I knew He would be with me, and if for some reason He didn’t choose to heal me this side of heaven, then I would be with Him. I would still have the victory because this earth isn’t where I belong anyway. Heaven is my home! (See Hebrews 13:14.)

So I gave that cancer diagnosis to God, told my doctor and my husband to get their faith on, and faced what had to be faced. Cancer treatments weren’t easy, but God saw me through every battle. And today, I am still standing, freer than ever!

Through that trial, God delivered me from the fear of closed places. I’d had severe claustrophobia from childhood, due to being locked in closets and even ovens as a form of sadistic torture. In my strength, there was no way I could enter those enclosed diagnostic machines. But instead of running from them, I faced them with God. I told Him about my fear and asked Him to go into those closed spaces with me, and He did. God made a way for me to do what I couldn’t do on my own.

The doctor had given me little hope to survive my diagnosis, but God did the impossible. He healed me.
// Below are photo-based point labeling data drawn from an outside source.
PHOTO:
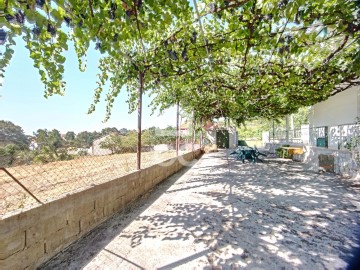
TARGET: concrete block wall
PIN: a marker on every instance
(344, 163)
(29, 238)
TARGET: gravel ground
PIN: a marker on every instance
(222, 214)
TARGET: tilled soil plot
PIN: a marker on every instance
(222, 214)
(53, 180)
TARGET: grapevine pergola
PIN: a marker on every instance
(237, 59)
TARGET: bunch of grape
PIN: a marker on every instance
(3, 36)
(36, 30)
(40, 3)
(51, 29)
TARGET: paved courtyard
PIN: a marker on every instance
(222, 214)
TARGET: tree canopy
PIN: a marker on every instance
(238, 59)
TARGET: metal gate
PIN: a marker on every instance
(222, 138)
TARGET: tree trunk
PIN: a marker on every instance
(141, 87)
(177, 129)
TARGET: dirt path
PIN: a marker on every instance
(222, 213)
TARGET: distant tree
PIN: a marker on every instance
(107, 131)
(130, 140)
(49, 141)
(84, 139)
(70, 136)
(12, 134)
(8, 154)
(148, 137)
(113, 143)
(123, 131)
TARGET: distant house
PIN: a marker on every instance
(222, 136)
(96, 149)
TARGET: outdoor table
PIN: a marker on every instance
(290, 151)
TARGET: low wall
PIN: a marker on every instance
(344, 163)
(29, 238)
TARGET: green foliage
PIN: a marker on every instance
(113, 143)
(70, 136)
(249, 59)
(12, 134)
(85, 139)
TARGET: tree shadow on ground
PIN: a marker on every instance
(81, 252)
(262, 215)
(266, 215)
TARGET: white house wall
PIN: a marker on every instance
(233, 136)
(343, 108)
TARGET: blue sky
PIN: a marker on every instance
(22, 99)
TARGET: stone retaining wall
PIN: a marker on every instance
(29, 238)
(344, 163)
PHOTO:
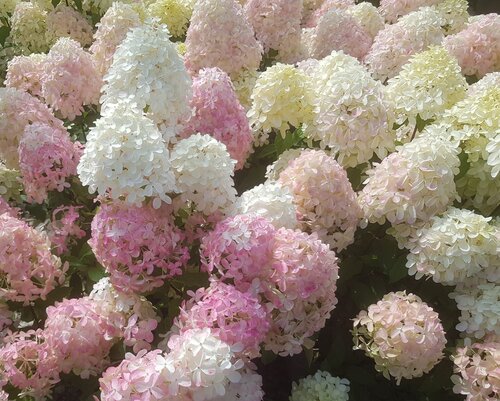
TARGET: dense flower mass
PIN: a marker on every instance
(325, 201)
(402, 334)
(320, 386)
(218, 112)
(148, 74)
(220, 36)
(28, 270)
(155, 249)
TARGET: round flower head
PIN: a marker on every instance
(351, 117)
(402, 334)
(148, 72)
(111, 30)
(395, 44)
(70, 80)
(17, 110)
(201, 365)
(79, 336)
(368, 17)
(28, 270)
(138, 246)
(220, 36)
(25, 73)
(300, 291)
(412, 184)
(175, 14)
(392, 10)
(282, 98)
(239, 249)
(203, 171)
(10, 183)
(324, 7)
(249, 388)
(480, 309)
(454, 14)
(270, 200)
(137, 378)
(455, 247)
(321, 386)
(218, 112)
(477, 47)
(63, 229)
(427, 85)
(325, 201)
(476, 369)
(29, 364)
(276, 23)
(47, 158)
(28, 26)
(126, 157)
(132, 315)
(65, 21)
(236, 317)
(338, 30)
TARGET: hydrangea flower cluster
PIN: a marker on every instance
(155, 248)
(270, 200)
(47, 159)
(402, 334)
(220, 36)
(144, 169)
(218, 112)
(476, 371)
(320, 386)
(282, 98)
(395, 44)
(28, 270)
(202, 165)
(148, 74)
(455, 247)
(325, 201)
(480, 309)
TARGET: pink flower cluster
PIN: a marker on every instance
(47, 158)
(139, 246)
(293, 273)
(218, 112)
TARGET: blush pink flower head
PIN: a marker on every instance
(218, 112)
(138, 246)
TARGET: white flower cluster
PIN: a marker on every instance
(126, 156)
(148, 73)
(322, 386)
(429, 84)
(203, 171)
(412, 184)
(282, 97)
(350, 115)
(456, 247)
(480, 309)
(270, 200)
Today, at age 64, I am whole and healthy, and I am more sure and determined than ever that there is nothing in this life that can keep me down, because God is on my side. And if He is for me, who can be against me? According to Romans 8:31, absolutely no one.

Today, my head is lifted high. I smile broadly and still dress to the hilt—but it’s no longer to hide my pain or divert attention. It’s to share the joy I have within me. I want people to know there is hope! With God, anyone, including you, can overcome what has been and endure whatever may yet come (Philippians 4:13).

Put your life in God’s hands, and as He did for me, He will transform your victimized life to a victorious one. Let my life be proof that with God, nothing—and no one—can keep you down.